For the remainder of the week, R was put on a painful medication called cytotec, which made her uterus (and, by proxy, her stomach and intestines) contract in order to help expel any remaining pregnancy tissue. The OB surgeon was pretty on the fence about whether she would need a D&C or not, so we went back for follow-up ultrasounds on Thursday and Friday. On Friday, Dr. H felt pretty sure that she wasn’t going to need a D&C, but he told us to call him right away if R began to hemorrhage. Not the kind of bedside comfort that you want before heading into a long weekend of no medical supervision. Thank God, though, that we have an amazing support network of family and friends, so we were only left alone when we wanted to be, and even then, a kind voice was only a phone call away. R’s milk came in on Saturday, which was painful and upsetting. Especially since no one had thought to tell us that may happen. It was a very long weekend.
Through all of this, we have had an overwhelming outpouring of support. We do have such an amazing life. Our wonderful friends and family have been with us every step of the way (in person and over the phone). People have brought us flowers, cards, food, and gifts. We’ve received so many loving messages of support. And the influx of visitors has made the passage of time bearable.
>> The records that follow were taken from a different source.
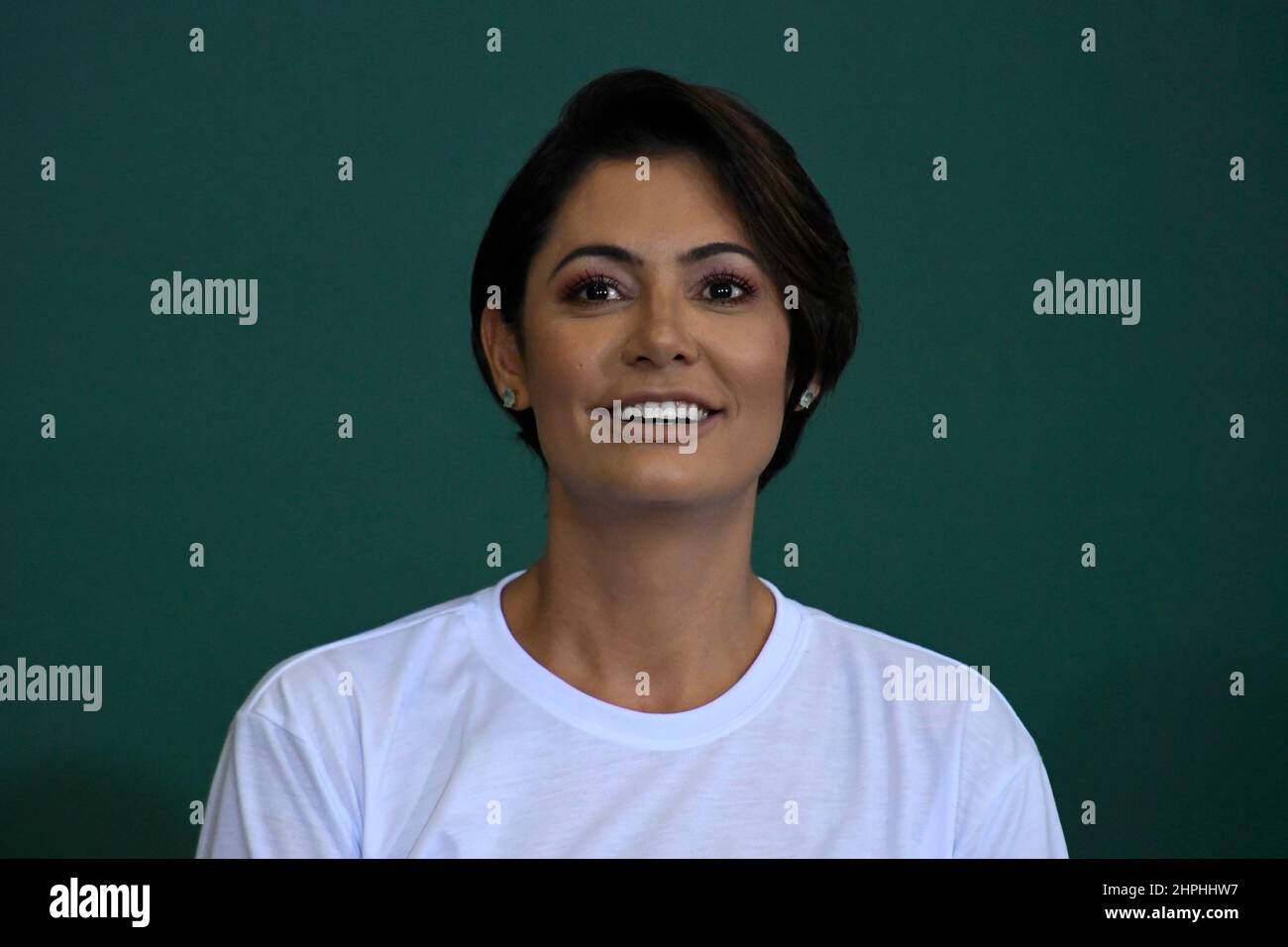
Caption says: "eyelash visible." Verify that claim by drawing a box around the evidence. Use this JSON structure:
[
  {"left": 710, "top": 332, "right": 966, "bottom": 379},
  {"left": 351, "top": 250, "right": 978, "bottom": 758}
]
[{"left": 563, "top": 269, "right": 757, "bottom": 307}]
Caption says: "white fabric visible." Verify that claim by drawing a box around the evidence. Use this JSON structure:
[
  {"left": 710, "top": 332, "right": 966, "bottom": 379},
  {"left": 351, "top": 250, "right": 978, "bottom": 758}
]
[{"left": 197, "top": 571, "right": 1068, "bottom": 858}]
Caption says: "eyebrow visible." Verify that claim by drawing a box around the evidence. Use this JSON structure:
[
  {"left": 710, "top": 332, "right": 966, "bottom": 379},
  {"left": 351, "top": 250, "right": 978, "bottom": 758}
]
[{"left": 546, "top": 241, "right": 760, "bottom": 284}]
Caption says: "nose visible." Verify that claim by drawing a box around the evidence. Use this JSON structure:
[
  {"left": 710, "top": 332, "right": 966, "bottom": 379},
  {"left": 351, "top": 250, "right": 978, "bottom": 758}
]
[{"left": 622, "top": 284, "right": 698, "bottom": 366}]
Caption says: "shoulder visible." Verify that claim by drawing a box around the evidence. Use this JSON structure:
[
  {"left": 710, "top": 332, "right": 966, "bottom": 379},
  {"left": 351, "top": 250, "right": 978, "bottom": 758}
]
[
  {"left": 229, "top": 590, "right": 482, "bottom": 742},
  {"left": 802, "top": 604, "right": 1038, "bottom": 784}
]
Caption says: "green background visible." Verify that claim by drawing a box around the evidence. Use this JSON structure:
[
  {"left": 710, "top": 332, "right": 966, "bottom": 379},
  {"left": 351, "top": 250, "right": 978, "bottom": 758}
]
[{"left": 0, "top": 0, "right": 1288, "bottom": 857}]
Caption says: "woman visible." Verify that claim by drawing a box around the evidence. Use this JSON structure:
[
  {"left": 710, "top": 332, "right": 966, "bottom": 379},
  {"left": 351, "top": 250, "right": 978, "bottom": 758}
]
[{"left": 198, "top": 69, "right": 1066, "bottom": 857}]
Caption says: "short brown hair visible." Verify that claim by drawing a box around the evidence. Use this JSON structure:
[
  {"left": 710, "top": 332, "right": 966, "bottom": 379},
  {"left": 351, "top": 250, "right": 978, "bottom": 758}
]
[{"left": 471, "top": 68, "right": 859, "bottom": 492}]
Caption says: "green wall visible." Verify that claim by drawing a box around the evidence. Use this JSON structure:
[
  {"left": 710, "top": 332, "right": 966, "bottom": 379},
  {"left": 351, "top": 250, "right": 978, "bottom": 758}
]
[{"left": 0, "top": 1, "right": 1288, "bottom": 857}]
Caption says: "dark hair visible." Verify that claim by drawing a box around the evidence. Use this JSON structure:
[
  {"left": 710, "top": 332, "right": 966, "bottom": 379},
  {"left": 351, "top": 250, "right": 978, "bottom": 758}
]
[{"left": 471, "top": 69, "right": 859, "bottom": 492}]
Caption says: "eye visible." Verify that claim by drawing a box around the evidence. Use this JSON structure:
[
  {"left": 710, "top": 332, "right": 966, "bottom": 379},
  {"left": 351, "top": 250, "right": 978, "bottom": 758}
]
[
  {"left": 563, "top": 273, "right": 622, "bottom": 305},
  {"left": 702, "top": 270, "right": 756, "bottom": 305}
]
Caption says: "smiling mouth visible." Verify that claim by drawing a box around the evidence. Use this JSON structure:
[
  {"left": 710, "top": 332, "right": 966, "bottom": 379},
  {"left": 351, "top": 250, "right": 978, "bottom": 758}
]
[{"left": 591, "top": 401, "right": 724, "bottom": 424}]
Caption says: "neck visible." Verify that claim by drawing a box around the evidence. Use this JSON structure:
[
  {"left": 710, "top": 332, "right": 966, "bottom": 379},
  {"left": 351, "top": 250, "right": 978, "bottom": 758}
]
[{"left": 502, "top": 478, "right": 774, "bottom": 714}]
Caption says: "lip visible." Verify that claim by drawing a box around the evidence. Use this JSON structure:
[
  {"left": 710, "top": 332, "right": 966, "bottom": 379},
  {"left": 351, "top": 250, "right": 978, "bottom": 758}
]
[{"left": 591, "top": 391, "right": 724, "bottom": 412}]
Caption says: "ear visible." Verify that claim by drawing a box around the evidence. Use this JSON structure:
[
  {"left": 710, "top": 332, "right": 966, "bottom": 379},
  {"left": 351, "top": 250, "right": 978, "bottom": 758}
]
[
  {"left": 787, "top": 374, "right": 823, "bottom": 411},
  {"left": 480, "top": 308, "right": 528, "bottom": 411}
]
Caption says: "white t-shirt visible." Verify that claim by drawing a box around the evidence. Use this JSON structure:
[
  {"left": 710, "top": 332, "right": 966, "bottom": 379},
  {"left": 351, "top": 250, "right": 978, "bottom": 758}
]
[{"left": 197, "top": 570, "right": 1068, "bottom": 858}]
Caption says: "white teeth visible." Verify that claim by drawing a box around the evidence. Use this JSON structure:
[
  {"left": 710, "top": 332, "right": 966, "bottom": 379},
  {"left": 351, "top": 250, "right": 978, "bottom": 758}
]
[{"left": 594, "top": 401, "right": 711, "bottom": 423}]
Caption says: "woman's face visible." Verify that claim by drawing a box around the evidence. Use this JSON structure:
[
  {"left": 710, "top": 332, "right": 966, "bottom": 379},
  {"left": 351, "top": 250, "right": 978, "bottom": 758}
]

There are a lot of people who are carrying us through right now, until we can carry ourselves again. I will say that the rock that is our marriage feels like it’s made out of steel now. I cannot possibly imagine walking through this experience with anyone other than R. She is the person I was born to spend my life with and I know that more than ever before.
This week, R has had follow-up appointments on Monday and today (Wednesday). Her blood work today looks very good. Her hemoglobin is back up into a normal range. Her thyroid levels are stable, and her HcG is halving like it should be. We have an appointment with a grief counselor tomorrow, and an endocrinologist on Tuesday (to follow-up on the thyroid stuff). Our next appointment with the midwives is also next Tuesday. As the physical stuff abates, though, the emotional anguish of this whole week comes crashing down. I just can’t believe that our little boy is gone. Really gone. We had only begun to get to know him, to imagine our future with him. And now he’s just this missing piece of us. I cycle through feeling heartbroken, numb, sick, and exhausted. We have to start getting back to some normal activities now (work, school, appointments), so I have to get better at just pushing through the grief, but I feel eaten up with it. I know that R and I will have other children. I know that we will be amazing parents, but for the time being, I just want to grieve the fact that I’ll never get to watch Emmett grow, cry, walk, or talk. For now he’s this quiet weight in my heart that feels very heavy.